Importing and Analyzing Twitter Data Collected with Twitter Archiving Google Sheets
Usage Release Development Checks
Licence rOpenSci Peer Review Status Check
Minimal R Version CRAN Lifecycle Codecov
Last Commit

Overview

The purpose of tidytags is to make the collection of Twitter data more accessible and robust. tidytags retrieves tweet data collected by a Twitter Archiving Google Sheet (TAGS), gets additional metadata from Twitter via the rtweet R package, and provides additional functions to facilitate a systematic yet flexible analyses of data from Twitter. TAGS is based on Google spreadsheets. A TAGS tracker continuously collects tweets from Twitter, based on predefined search criteria and collection frequency.
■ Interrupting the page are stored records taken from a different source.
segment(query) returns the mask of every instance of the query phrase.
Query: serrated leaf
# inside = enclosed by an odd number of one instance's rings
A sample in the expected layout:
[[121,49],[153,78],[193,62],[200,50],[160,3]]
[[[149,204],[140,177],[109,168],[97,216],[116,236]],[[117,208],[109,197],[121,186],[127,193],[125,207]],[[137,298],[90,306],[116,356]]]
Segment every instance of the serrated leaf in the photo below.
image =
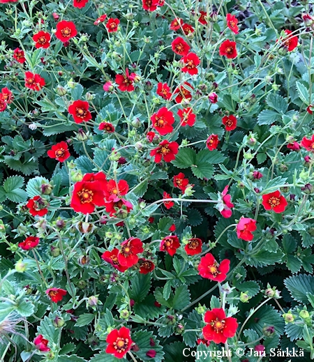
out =
[[295,84],[301,100],[306,105],[308,105],[310,104],[310,93],[308,89],[299,82],[297,82]]
[[267,105],[278,112],[285,113],[287,108],[287,98],[284,98],[279,94],[269,93],[266,98]]
[[297,301],[307,303],[307,293],[314,294],[314,278],[306,274],[299,274],[285,279],[284,283],[291,296]]
[[195,159],[195,151],[189,147],[184,147],[179,149],[175,160],[171,161],[171,163],[176,167],[184,169],[190,167],[192,165],[194,165]]
[[281,115],[276,112],[271,110],[264,110],[257,116],[257,123],[260,126],[263,124],[272,124],[281,119]]
[[3,182],[3,188],[6,193],[10,193],[17,188],[21,188],[24,185],[24,177],[22,176],[11,176]]
[[140,302],[148,294],[151,288],[151,276],[149,274],[135,274],[132,278],[129,296],[135,302]]
[[78,317],[75,323],[76,327],[82,327],[89,324],[95,318],[95,316],[91,313],[84,313]]

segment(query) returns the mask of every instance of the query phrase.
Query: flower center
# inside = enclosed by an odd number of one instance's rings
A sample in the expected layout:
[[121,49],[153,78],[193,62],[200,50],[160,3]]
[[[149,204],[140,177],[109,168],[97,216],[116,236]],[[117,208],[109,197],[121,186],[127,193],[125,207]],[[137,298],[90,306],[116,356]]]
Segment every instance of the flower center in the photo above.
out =
[[63,35],[63,36],[64,36],[64,38],[68,38],[69,36],[70,36],[71,32],[71,29],[70,28],[68,28],[68,27],[66,27],[66,28],[64,28],[61,31],[61,33]]
[[82,188],[81,191],[77,193],[77,195],[82,204],[90,204],[93,201],[94,193],[91,190]]
[[45,44],[46,43],[46,39],[43,36],[40,36],[40,38],[38,40],[38,42],[40,44]]
[[223,330],[225,328],[225,321],[220,321],[216,318],[216,321],[213,321],[211,323],[211,326],[214,327],[216,333],[223,333]]
[[117,349],[118,352],[124,352],[128,345],[128,339],[124,339],[118,337],[117,338],[116,342],[114,342],[113,345],[114,347],[114,349]]
[[163,153],[163,155],[166,155],[167,153],[169,153],[169,152],[170,152],[170,150],[167,145],[162,146],[158,150],[158,153]]
[[66,151],[64,151],[63,149],[60,149],[58,151],[56,151],[56,153],[55,153],[56,157],[57,158],[63,157],[64,156],[65,152]]
[[278,205],[280,204],[281,200],[278,197],[273,197],[268,200],[268,202],[270,204],[271,207],[274,207],[278,206]]
[[83,108],[75,108],[76,116],[79,118],[82,118],[82,119],[85,118],[87,112]]

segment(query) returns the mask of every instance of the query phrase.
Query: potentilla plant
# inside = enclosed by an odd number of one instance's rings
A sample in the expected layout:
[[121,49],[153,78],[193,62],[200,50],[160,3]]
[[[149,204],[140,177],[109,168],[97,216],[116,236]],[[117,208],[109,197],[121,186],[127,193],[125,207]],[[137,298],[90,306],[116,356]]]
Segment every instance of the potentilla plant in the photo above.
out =
[[312,4],[0,3],[0,359],[314,359]]

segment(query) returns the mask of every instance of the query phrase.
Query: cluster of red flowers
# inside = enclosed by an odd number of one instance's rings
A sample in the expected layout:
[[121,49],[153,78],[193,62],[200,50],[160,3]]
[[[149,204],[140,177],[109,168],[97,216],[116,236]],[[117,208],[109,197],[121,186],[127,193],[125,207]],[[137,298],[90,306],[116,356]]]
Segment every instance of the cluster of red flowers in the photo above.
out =
[[3,112],[6,109],[7,105],[13,100],[13,95],[8,88],[2,88],[0,93],[0,112]]

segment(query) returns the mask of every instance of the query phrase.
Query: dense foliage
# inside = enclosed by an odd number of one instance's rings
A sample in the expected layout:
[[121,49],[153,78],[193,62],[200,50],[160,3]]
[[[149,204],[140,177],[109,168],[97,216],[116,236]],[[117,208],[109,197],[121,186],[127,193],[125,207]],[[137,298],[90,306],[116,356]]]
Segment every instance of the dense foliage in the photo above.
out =
[[309,2],[0,0],[0,361],[314,359]]

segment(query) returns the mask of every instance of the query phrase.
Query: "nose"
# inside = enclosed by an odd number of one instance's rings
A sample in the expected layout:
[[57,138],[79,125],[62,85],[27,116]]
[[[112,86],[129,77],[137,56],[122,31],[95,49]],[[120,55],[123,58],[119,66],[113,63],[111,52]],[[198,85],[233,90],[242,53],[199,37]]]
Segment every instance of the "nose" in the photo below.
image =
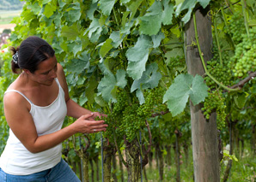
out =
[[57,78],[57,70],[55,69],[52,69],[51,72],[50,72],[50,75],[51,75],[51,78]]

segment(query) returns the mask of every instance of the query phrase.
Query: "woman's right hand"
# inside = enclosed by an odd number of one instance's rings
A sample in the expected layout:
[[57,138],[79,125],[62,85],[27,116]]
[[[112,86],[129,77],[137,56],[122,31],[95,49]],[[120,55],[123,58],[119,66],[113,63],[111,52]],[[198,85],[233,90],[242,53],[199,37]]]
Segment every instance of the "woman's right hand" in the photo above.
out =
[[[72,125],[74,125],[76,132],[94,133],[106,131],[107,125],[104,124],[104,120],[92,120],[94,113],[82,115]],[[90,119],[90,120],[89,120]]]

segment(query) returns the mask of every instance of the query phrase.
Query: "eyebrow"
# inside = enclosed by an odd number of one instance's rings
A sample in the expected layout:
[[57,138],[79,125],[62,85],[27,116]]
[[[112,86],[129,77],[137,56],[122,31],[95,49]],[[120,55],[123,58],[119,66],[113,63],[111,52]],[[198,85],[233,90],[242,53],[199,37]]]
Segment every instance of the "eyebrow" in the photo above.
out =
[[[57,64],[58,64],[58,62],[56,62],[54,68],[57,67]],[[53,68],[53,69],[54,69],[54,68]],[[43,73],[41,73],[41,74],[49,73],[49,72],[51,72],[51,70],[52,70],[52,69],[50,69],[50,70],[48,70],[48,71],[46,71],[46,72],[43,72]]]

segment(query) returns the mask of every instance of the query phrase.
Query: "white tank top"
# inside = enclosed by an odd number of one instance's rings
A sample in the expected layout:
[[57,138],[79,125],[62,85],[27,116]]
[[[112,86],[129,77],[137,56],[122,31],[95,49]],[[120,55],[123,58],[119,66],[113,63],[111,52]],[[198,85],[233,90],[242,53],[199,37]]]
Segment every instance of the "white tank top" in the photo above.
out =
[[[31,104],[31,114],[35,124],[38,136],[49,134],[61,129],[64,117],[67,114],[67,107],[64,99],[64,92],[58,79],[55,79],[58,85],[58,97],[48,106],[40,107],[34,105],[25,95],[23,96]],[[28,175],[48,168],[52,168],[61,160],[62,144],[47,150],[31,153],[9,129],[9,136],[5,149],[0,158],[0,167],[6,173],[13,175]]]

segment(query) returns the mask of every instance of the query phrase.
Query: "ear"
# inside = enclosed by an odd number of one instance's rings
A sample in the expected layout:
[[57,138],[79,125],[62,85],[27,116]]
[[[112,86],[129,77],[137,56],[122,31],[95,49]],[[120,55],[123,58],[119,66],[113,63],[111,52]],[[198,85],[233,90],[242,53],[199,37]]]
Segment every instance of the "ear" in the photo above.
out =
[[23,69],[23,71],[25,72],[26,74],[27,75],[31,75],[31,72],[28,69]]

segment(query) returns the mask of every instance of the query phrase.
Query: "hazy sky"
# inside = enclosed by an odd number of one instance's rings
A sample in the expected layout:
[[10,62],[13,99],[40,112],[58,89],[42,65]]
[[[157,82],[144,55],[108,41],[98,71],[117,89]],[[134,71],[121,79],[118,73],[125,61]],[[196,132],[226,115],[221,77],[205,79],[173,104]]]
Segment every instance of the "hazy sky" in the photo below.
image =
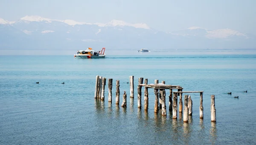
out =
[[228,28],[256,34],[256,0],[0,0],[0,17],[26,15],[107,23],[143,22],[171,31],[191,26]]

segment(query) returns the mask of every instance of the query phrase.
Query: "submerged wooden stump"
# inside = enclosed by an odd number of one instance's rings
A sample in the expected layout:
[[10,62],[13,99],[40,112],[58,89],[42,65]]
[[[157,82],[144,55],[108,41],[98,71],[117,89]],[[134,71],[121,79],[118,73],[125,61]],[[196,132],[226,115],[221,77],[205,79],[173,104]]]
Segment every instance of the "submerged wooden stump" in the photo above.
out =
[[[181,88],[181,87],[180,87]],[[182,92],[182,89],[180,89],[179,91]],[[180,93],[180,102],[179,102],[179,112],[182,112],[183,108],[182,93]]]
[[172,112],[172,89],[170,89],[170,95],[169,96],[169,111]]
[[173,104],[172,104],[172,119],[177,118],[177,94],[175,93],[173,94]]
[[[143,83],[143,78],[139,78],[139,84]],[[138,108],[141,108],[141,88],[142,86],[138,85]]]
[[100,76],[99,77],[99,85],[98,86],[98,92],[97,92],[97,98],[101,98],[101,87],[102,85],[102,77]]
[[199,117],[204,119],[204,107],[203,107],[203,92],[200,92],[200,106],[199,106]]
[[185,95],[184,98],[184,109],[183,112],[183,122],[189,122],[189,107],[188,107],[188,95]]
[[134,98],[134,76],[130,76],[130,98]]
[[121,106],[122,107],[126,107],[126,92],[125,91],[123,95],[123,102],[122,103]]
[[192,105],[193,104],[192,102],[192,99],[190,95],[189,95],[189,103],[188,104],[188,107],[189,107],[189,115],[192,115]]
[[102,92],[101,92],[101,100],[104,100],[105,99],[105,86],[106,85],[106,78],[102,78]]
[[112,78],[108,79],[108,102],[112,103]]
[[94,92],[94,98],[97,98],[97,92],[98,92],[98,86],[99,85],[99,75],[96,75],[96,82],[95,83],[95,92]]
[[216,122],[216,109],[215,109],[215,96],[211,96],[211,120]]
[[[144,84],[148,84],[148,79],[145,78],[144,81]],[[145,110],[148,110],[148,88],[145,87],[144,90],[144,109]]]
[[119,105],[119,98],[120,96],[120,90],[119,90],[119,80],[116,80],[116,104]]

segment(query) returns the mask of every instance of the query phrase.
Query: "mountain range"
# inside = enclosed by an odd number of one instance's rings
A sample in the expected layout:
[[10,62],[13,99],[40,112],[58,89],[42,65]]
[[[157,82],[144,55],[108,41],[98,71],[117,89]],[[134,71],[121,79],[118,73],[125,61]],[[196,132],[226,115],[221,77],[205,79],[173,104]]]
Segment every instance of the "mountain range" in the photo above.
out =
[[228,28],[192,27],[167,32],[115,20],[103,24],[38,16],[15,22],[0,18],[0,50],[244,49],[256,48],[256,40],[253,35]]

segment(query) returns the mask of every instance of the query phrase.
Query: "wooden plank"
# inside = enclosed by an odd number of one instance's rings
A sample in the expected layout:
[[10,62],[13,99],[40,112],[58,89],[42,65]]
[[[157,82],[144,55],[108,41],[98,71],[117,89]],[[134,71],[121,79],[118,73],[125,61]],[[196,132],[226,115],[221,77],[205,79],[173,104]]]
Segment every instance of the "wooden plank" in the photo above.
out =
[[[180,88],[179,88],[179,89],[180,89]],[[174,92],[174,93],[201,93],[201,92],[204,92],[204,91],[178,91],[178,92]]]

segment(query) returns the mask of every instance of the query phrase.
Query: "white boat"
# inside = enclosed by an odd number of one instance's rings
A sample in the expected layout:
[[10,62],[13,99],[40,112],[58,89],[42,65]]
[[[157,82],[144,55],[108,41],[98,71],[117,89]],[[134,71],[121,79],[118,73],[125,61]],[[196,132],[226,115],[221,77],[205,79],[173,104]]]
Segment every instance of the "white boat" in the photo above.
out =
[[150,52],[150,51],[149,51],[148,50],[148,49],[142,48],[140,50],[138,50],[138,52]]
[[76,59],[105,58],[106,56],[105,53],[105,47],[102,48],[101,51],[96,51],[93,50],[92,48],[89,47],[85,50],[77,50],[77,54],[74,54],[74,57]]

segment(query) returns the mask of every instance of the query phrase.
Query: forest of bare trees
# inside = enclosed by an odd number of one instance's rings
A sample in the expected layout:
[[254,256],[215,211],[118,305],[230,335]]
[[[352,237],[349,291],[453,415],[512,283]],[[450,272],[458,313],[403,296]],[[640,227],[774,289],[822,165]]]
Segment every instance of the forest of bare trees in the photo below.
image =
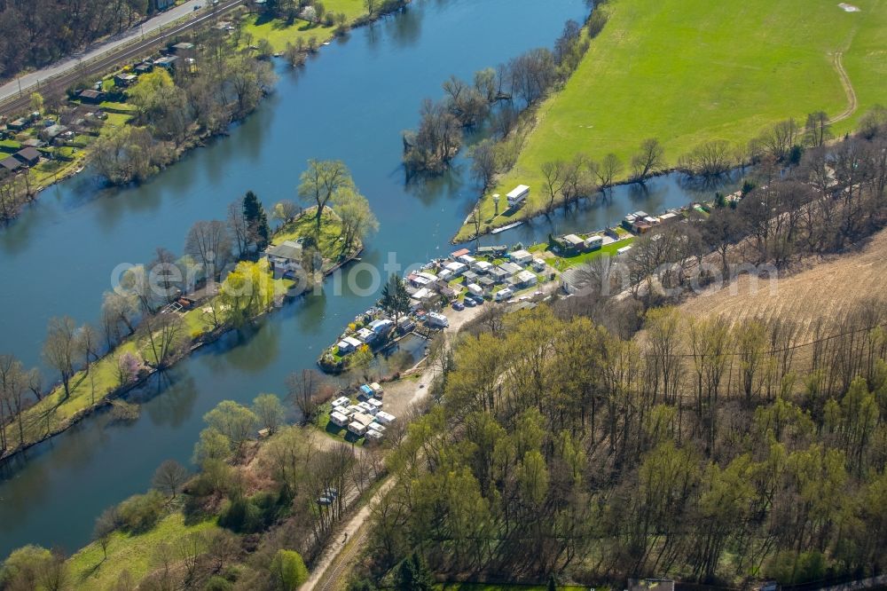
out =
[[148,13],[149,0],[4,0],[0,2],[0,76],[42,67]]
[[[590,21],[602,27],[600,12],[592,15]],[[423,100],[419,128],[404,133],[407,176],[445,170],[462,146],[463,130],[489,122],[494,138],[507,136],[522,113],[569,77],[597,32],[598,27],[584,31],[579,23],[569,20],[553,50],[530,50],[496,68],[478,71],[471,82],[451,76],[444,83],[444,98]],[[496,172],[511,165],[506,156],[492,150],[494,146],[493,138],[488,138],[474,151],[474,173],[485,186]]]

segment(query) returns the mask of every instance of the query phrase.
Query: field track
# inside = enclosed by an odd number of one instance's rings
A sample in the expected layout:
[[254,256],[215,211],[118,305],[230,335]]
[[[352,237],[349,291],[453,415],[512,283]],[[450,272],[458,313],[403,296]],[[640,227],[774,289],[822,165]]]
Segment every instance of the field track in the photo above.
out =
[[[732,285],[706,290],[680,306],[691,317],[721,315],[734,322],[754,318],[792,319],[802,326],[798,343],[812,338],[812,323],[838,318],[854,303],[887,296],[887,230],[860,251],[829,257],[773,282],[742,275]],[[771,287],[773,289],[771,289]]]

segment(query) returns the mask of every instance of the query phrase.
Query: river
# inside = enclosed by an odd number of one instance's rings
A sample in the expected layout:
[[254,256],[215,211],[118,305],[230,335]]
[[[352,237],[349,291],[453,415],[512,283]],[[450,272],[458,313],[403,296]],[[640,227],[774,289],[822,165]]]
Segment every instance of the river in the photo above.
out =
[[[49,318],[96,321],[117,264],[150,260],[158,246],[181,252],[194,221],[224,219],[227,204],[247,190],[266,208],[294,198],[309,158],[343,160],[369,199],[381,228],[364,262],[381,266],[394,253],[407,265],[449,252],[478,188],[464,159],[451,174],[404,185],[400,132],[416,125],[423,98],[442,96],[451,74],[468,78],[527,49],[551,46],[564,21],[581,20],[586,11],[585,0],[419,0],[323,47],[302,70],[278,63],[277,91],[255,114],[151,181],[104,189],[81,175],[48,189],[0,232],[0,351],[38,365]],[[710,198],[711,191],[697,193],[663,177],[483,241],[600,228],[631,210],[659,211],[699,195]],[[134,394],[143,402],[135,422],[88,419],[3,469],[0,556],[27,543],[75,550],[101,510],[146,489],[161,461],[190,461],[201,417],[219,401],[282,392],[286,376],[312,366],[375,299],[364,288],[369,273],[345,278],[341,290],[327,283],[248,334],[229,334],[155,376]]]

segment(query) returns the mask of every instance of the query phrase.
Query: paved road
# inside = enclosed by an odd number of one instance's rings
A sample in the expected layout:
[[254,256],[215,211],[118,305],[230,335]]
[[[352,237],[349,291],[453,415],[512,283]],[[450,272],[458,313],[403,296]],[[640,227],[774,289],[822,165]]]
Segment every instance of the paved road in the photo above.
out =
[[[65,58],[51,66],[47,66],[46,67],[37,70],[36,72],[26,74],[20,78],[12,80],[12,82],[9,82],[0,87],[0,100],[4,100],[8,97],[18,95],[20,83],[21,83],[21,92],[23,94],[30,94],[28,89],[37,83],[43,83],[49,78],[59,75],[59,74],[64,74],[65,72],[76,67],[81,61],[87,61],[101,57],[108,51],[112,51],[128,43],[131,43],[132,41],[138,39],[143,35],[150,35],[151,33],[162,27],[166,27],[172,21],[177,20],[184,16],[187,16],[189,14],[203,14],[206,10],[206,5],[209,4],[210,0],[188,0],[188,2],[185,2],[179,6],[170,8],[153,19],[145,20],[140,26],[136,26],[128,31],[121,33],[113,39],[93,45],[81,53]],[[195,11],[194,6],[198,5],[200,6],[200,9]]]

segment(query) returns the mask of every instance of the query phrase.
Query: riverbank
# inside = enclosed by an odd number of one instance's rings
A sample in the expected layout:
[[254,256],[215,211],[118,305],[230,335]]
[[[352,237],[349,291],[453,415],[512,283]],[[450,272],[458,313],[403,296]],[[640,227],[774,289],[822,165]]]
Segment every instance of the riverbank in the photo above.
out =
[[[381,269],[389,252],[412,264],[438,249],[452,250],[445,245],[466,215],[467,175],[417,193],[404,185],[400,146],[389,139],[415,124],[422,97],[437,96],[451,74],[467,78],[527,49],[549,46],[564,20],[582,19],[585,11],[580,0],[541,12],[525,0],[413,3],[321,48],[294,75],[276,60],[276,91],[230,138],[208,142],[149,182],[105,189],[87,172],[57,185],[0,235],[0,266],[28,277],[20,290],[0,296],[4,309],[15,311],[0,321],[0,351],[15,351],[27,366],[40,365],[50,316],[96,324],[101,292],[117,264],[150,261],[157,246],[180,254],[195,221],[224,219],[228,201],[247,190],[271,216],[275,201],[294,198],[294,175],[310,158],[346,162],[379,217],[380,232],[361,255],[367,264]],[[490,43],[490,22],[513,35]],[[355,99],[358,83],[365,100]],[[601,224],[589,220],[585,226]],[[35,272],[47,252],[53,253],[53,271]],[[341,294],[328,280],[321,293],[287,303],[150,380],[127,397],[140,402],[138,420],[111,424],[101,414],[8,464],[9,478],[0,482],[0,550],[28,542],[79,548],[95,516],[144,490],[161,461],[188,465],[200,417],[218,400],[248,404],[258,392],[279,392],[291,373],[316,367],[320,349],[377,299],[367,295],[367,277],[357,270],[353,264],[342,270]],[[64,298],[56,295],[58,285],[65,286]]]
[[[287,24],[279,19],[267,19],[262,15],[247,13],[236,17],[242,19],[243,24],[238,28],[238,37],[232,43],[239,51],[252,54],[256,48],[255,43],[266,41],[271,44],[275,55],[279,55],[287,45],[291,44],[290,42],[295,42],[297,49],[294,55],[298,56],[298,64],[303,65],[306,56],[317,52],[321,45],[329,44],[333,38],[345,35],[353,28],[370,24],[387,14],[401,10],[407,4],[409,4],[409,0],[386,3],[373,14],[369,14],[365,12],[365,7],[361,0],[333,0],[327,7],[328,13],[344,15],[346,19],[344,21],[337,21],[334,24],[333,22],[310,23],[299,19],[294,20],[292,24]],[[244,34],[242,37],[239,31],[241,28]],[[310,43],[306,43],[309,40]],[[169,51],[155,53],[154,57],[161,59],[170,57],[177,58],[175,52]],[[271,55],[260,57],[270,59]],[[104,93],[117,92],[119,95],[118,75],[131,75],[137,80],[137,77],[145,70],[138,71],[135,66],[144,67],[151,62],[152,60],[148,59],[140,64],[116,68],[107,73],[102,77],[102,87],[98,91]],[[294,63],[294,66],[295,66]],[[147,72],[150,71],[147,70]],[[130,83],[128,83],[128,84]],[[263,95],[264,94],[267,92],[263,91]],[[235,109],[235,106],[236,105],[232,104],[222,107],[224,110],[231,112],[228,116],[230,122],[224,129],[207,129],[196,124],[188,125],[184,131],[184,138],[177,139],[175,143],[156,140],[153,151],[162,150],[165,154],[162,160],[151,162],[149,168],[152,169],[147,175],[140,175],[136,178],[127,177],[122,178],[120,182],[114,181],[112,184],[126,185],[133,181],[144,182],[148,177],[172,166],[192,150],[205,146],[207,141],[228,135],[228,128],[231,124],[243,121],[255,109],[254,106],[241,112]],[[0,143],[0,152],[5,152],[6,156],[4,157],[11,158],[13,154],[25,146],[23,142],[38,141],[43,133],[43,129],[50,124],[63,128],[64,130],[59,133],[69,132],[71,134],[70,140],[61,141],[59,139],[51,141],[49,144],[41,142],[42,145],[36,146],[39,148],[41,161],[33,169],[25,170],[24,176],[27,177],[24,180],[22,180],[22,174],[9,175],[2,179],[4,185],[9,185],[6,194],[10,196],[8,205],[5,195],[0,199],[0,206],[2,206],[0,207],[0,218],[4,222],[13,221],[20,214],[22,208],[35,201],[43,190],[87,169],[93,161],[92,153],[96,141],[100,138],[106,138],[114,133],[122,133],[123,126],[130,124],[131,115],[136,113],[135,108],[127,101],[125,95],[118,96],[118,99],[115,100],[102,100],[99,104],[87,103],[79,98],[72,98],[66,102],[64,109],[61,110],[64,110],[65,113],[42,114],[39,118],[39,126],[35,125],[33,128],[25,129],[16,135],[14,140]],[[53,136],[53,139],[54,138],[55,136]],[[21,185],[20,190],[19,185]]]
[[[272,244],[296,240],[297,235],[308,235],[313,232],[316,210],[317,208],[308,209],[281,226],[274,233]],[[363,250],[363,244],[358,240],[349,252],[335,252],[337,242],[329,235],[333,226],[341,225],[341,219],[332,210],[325,210],[321,224],[321,234],[326,238],[317,241],[323,256],[323,264],[317,269],[321,278],[318,280],[357,258]],[[279,306],[283,298],[298,296],[312,285],[310,280],[305,285],[304,281],[273,278],[267,262],[263,261],[265,259],[257,263],[241,261],[228,275],[231,278],[236,272],[247,278],[247,281],[252,281],[249,288],[259,294],[258,299],[263,304],[248,316],[250,322]],[[229,299],[225,296],[226,285],[227,278],[215,288],[207,287],[200,290],[204,294],[216,295],[195,301],[187,309],[164,309],[154,317],[163,314],[174,316],[180,322],[175,332],[166,327],[159,327],[150,338],[145,330],[137,327],[114,349],[75,373],[70,379],[70,393],[67,396],[63,385],[57,385],[36,404],[11,417],[6,425],[9,445],[7,449],[0,452],[0,464],[106,408],[112,401],[125,397],[157,372],[172,367],[201,347],[236,330],[238,327],[232,322],[240,311],[237,308],[237,298]],[[147,329],[151,329],[151,325]],[[161,340],[161,343],[158,344],[157,340]],[[162,340],[168,342],[162,343]],[[159,349],[169,349],[173,352],[158,361]],[[155,358],[153,362],[152,357]]]
[[[609,16],[606,26],[564,88],[540,106],[514,166],[480,200],[481,217],[492,224],[492,195],[522,184],[531,187],[529,203],[509,221],[543,209],[546,162],[569,163],[583,154],[600,163],[613,154],[622,167],[616,180],[626,180],[648,138],[663,148],[657,168],[672,169],[706,142],[745,151],[777,122],[794,117],[803,128],[809,113],[840,113],[848,96],[830,58],[838,51],[860,97],[853,116],[833,126],[835,136],[843,135],[867,108],[887,100],[878,83],[883,68],[873,61],[875,48],[883,51],[887,20],[875,3],[860,7],[848,13],[836,4],[805,0],[754,0],[714,11],[696,0],[690,5],[669,0],[665,7],[652,0],[615,0],[598,7]],[[809,19],[799,21],[801,13]],[[675,22],[679,14],[689,20]],[[688,31],[704,42],[689,43]],[[470,225],[463,225],[455,240],[473,233]]]

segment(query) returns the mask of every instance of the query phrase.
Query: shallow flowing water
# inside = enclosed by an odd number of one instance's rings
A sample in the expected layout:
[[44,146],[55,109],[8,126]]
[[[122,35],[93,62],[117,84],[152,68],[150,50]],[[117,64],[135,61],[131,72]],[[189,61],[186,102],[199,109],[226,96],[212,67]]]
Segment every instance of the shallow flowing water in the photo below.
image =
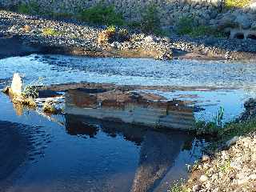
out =
[[[234,119],[244,110],[243,102],[255,95],[254,63],[30,55],[2,59],[0,66],[0,88],[10,83],[14,72],[26,83],[43,77],[44,85],[91,82],[222,87],[143,90],[204,109],[194,116],[209,121],[220,106],[225,109],[224,121]],[[187,177],[187,165],[202,155],[206,142],[178,130],[74,114],[49,117],[14,106],[3,94],[0,106],[0,122],[33,130],[28,161],[17,170],[7,191],[165,191],[174,181]]]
In short, tidytags first uses TAGS to easily collect tweet ID numbers and then uses the R package rtweet to re-query the Twitter API to collect additional metadata. tidytags also introduces functions developed to facilitate systematic yet flexible analyses of data from Twitter.

Two vignettes illustrate the setup and use of the package:


Installation

You can install tidytags through R-universe:

install.packages("tidytags", repos = "https://ropensci.r-universe.dev")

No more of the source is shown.